= Committee for a Revolutionary Socialist Party =

The Committee for a Revolutionary Socialist Party was an attempt to set up a "united front" of several dissident American Trotskyist groups in the 1980s.

The participating groups came from different backgrounds, but all ultimately traced their lineage to the Socialist Workers Party.

- The Freedom Socialist Party had been organized by the Seattle branch of the SWP in the mid-1960s. It espouses a unique form of socialist feminism and was led by Clara Fraser.
- The Socialist Union. This group was led by Milton Zaslow, who had been one of the original leaders of the Cochranites in the 1950s, before dropping out of political activity for a number of years. In 1969 he created a new organization in Los Angeles called Liberation Union. After merging with a group that had been expelled from the SWP in the early 1970s, the Internationalist Tendency, he renamed the group Socialist Union.
- A tendency around Murry Weiss and Myra Tanner Weiss based in New York. Not an organized faction, but a tendency around these two SWP leaders who had dropped out of the organization because of its intolerance to any criticism of the leaderships policies.
- Trotskyist Organizing Committee or Turnerites. This group had been expelled from the Spartacist League in 1968. They had originally organized around their periodical Vanguard Newsletter, had briefly become part of the Class Struggle League in 1973, then formed their own group in 1975.
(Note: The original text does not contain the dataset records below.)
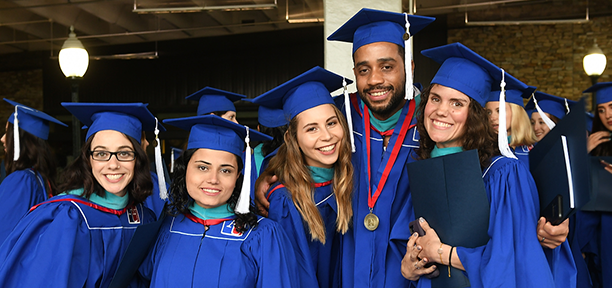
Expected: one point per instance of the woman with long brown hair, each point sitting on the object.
(312, 199)
(29, 163)
(452, 118)
(78, 237)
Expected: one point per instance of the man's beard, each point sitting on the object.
(386, 111)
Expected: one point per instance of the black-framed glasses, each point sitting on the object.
(102, 155)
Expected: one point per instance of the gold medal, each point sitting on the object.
(371, 221)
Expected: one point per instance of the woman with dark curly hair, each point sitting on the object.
(77, 238)
(451, 118)
(213, 237)
(312, 199)
(29, 163)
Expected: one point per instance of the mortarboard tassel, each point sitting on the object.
(16, 145)
(161, 178)
(408, 61)
(242, 207)
(347, 110)
(545, 118)
(171, 160)
(502, 135)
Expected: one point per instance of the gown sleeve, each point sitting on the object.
(513, 257)
(50, 247)
(270, 253)
(283, 211)
(20, 191)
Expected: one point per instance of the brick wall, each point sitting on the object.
(546, 56)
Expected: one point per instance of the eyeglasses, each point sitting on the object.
(123, 156)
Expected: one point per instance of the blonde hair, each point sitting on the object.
(520, 126)
(290, 167)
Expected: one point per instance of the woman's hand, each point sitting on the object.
(430, 242)
(413, 267)
(598, 138)
(551, 236)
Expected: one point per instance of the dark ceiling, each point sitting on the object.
(43, 25)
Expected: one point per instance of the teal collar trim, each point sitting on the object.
(321, 175)
(437, 152)
(219, 212)
(385, 125)
(109, 200)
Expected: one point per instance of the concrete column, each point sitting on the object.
(338, 55)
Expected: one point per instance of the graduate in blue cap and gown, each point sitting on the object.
(381, 115)
(312, 199)
(513, 257)
(216, 101)
(213, 238)
(520, 134)
(271, 122)
(76, 239)
(595, 228)
(547, 113)
(29, 162)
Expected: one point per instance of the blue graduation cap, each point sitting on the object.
(310, 89)
(215, 133)
(369, 26)
(128, 118)
(550, 104)
(512, 96)
(31, 120)
(464, 70)
(212, 100)
(467, 72)
(603, 90)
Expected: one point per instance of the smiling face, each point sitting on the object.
(604, 111)
(380, 76)
(211, 177)
(492, 109)
(539, 126)
(112, 175)
(319, 135)
(445, 115)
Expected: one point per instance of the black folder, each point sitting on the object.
(143, 239)
(601, 186)
(560, 167)
(449, 193)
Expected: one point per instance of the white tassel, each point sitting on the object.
(347, 111)
(16, 150)
(242, 207)
(171, 160)
(161, 178)
(502, 135)
(545, 118)
(408, 61)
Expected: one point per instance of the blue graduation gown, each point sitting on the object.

A First National Conference attended by 100 members and fraternal representatives of these groups met in Union, Washington, October 6–9, 1978. It adopted resolutions emphasizing the importance of women, minorities, gays and undocumented workers as the most oppressed section of the working class, and were anticipated to be the "vanguard of the proletariat". It also noted that "privileged layers within the working class" increased the gulf between workers and bred "reactionary habits".

The conference also issued a document that tried to appeal to those leaders within the United Secretariat of the Fourth International who were hostile to Socialist Workers Party, criticizing the latter for bureaucratism, Stalinophobia and sexophobia and accused the USFI of attempting to form an "unprincipled bloc" with the SWP. At the time of the Morenoist split with the United Secretariat and its parity commission with the Lambertist faction of the Fourth International, the CRSP sought affiliation with it, but does not appear to have been successful.

The group imploded when its steering committee held a plenum in Seattle, July 4–7, 1980. There a decision was made to drop the united front type of organization in favor of a disciplined democratic centralist party. After this, the Turnerites and the Socialist Union left the CRSP. Murry Weiss joined the FSP.